To calculate the pH, insert the hydronium ion concentration into the equation and solve. In reverse, if the pH is known, as in our exercise, you can calculate the \( [\text{H}_3\text{O}^+] \) by using the second formula.

The acid dissociation constant, commonly represented as \( K_a \), is a crucial figure in acid-base chemistry. It measures the strength of an acid, specifically how well it dissociates into ions in solution. The larger the \( K_a \), the stronger the acid, as it dissociates to a greater extent, releasing more hydrogen ions. For weak acids, like benzoic acid in our exercise, \( K_a \) gives insight into the equilibrium between the undissociated acid and its dissociated ions. For benzoic acid, the given \( K_a \) is \( 6.3 \times 10^{-5} \), indicating that it only partially ionizes in water.

Benzoic acid, with the chemical formula \( \text{C}_6\text{H}_5\text{COOH} \), is a simple aromatic carboxylic acid that is relatively weak due to its partial dissociation in water. It forms a conjugate base known as benzoate (\( \text{C}_6\text{H}_5\text{COO}^- \)). It naturally exists in many plants and serves as a widely used preservative in food. However, in chemistry, benzoic acid is important for studying weak acid equilibrium and calculating pH. In a typical experiment or calculation, it is essential to know its molar mass, which is \( 122.12 \text{ g/mol} \), for making solutions with desired concentrations.

The concept of weak acid equilibrium is central when dealing with acids like benzoic acid. These acids do not completely dissociate in water; instead, they reach an equilibrium between the undissociated acid and their ionized form. This can be represented by the equation:

• \( \text{HC}_6\text{H}_5\text{COOH} \leftrightharpoons \text{H}_3\text{O}^+ + \text{C}_6\text{H}_5\text{COO}^- \)

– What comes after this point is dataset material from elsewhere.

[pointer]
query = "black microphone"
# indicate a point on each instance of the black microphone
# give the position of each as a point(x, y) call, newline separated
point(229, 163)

Under equilibrium conditions, the concentrations of the acid, its ions, and water are related through the \( K_a \) constant. In calculations, assuming that initial concentrations change negligibly can simplify the process. This approximation allows us to use the concentration of hydrogen ions as a close estimate for the concentration of undissociated weak acid, streamlining the calculation process when combined with information such as pH and \( K_a \)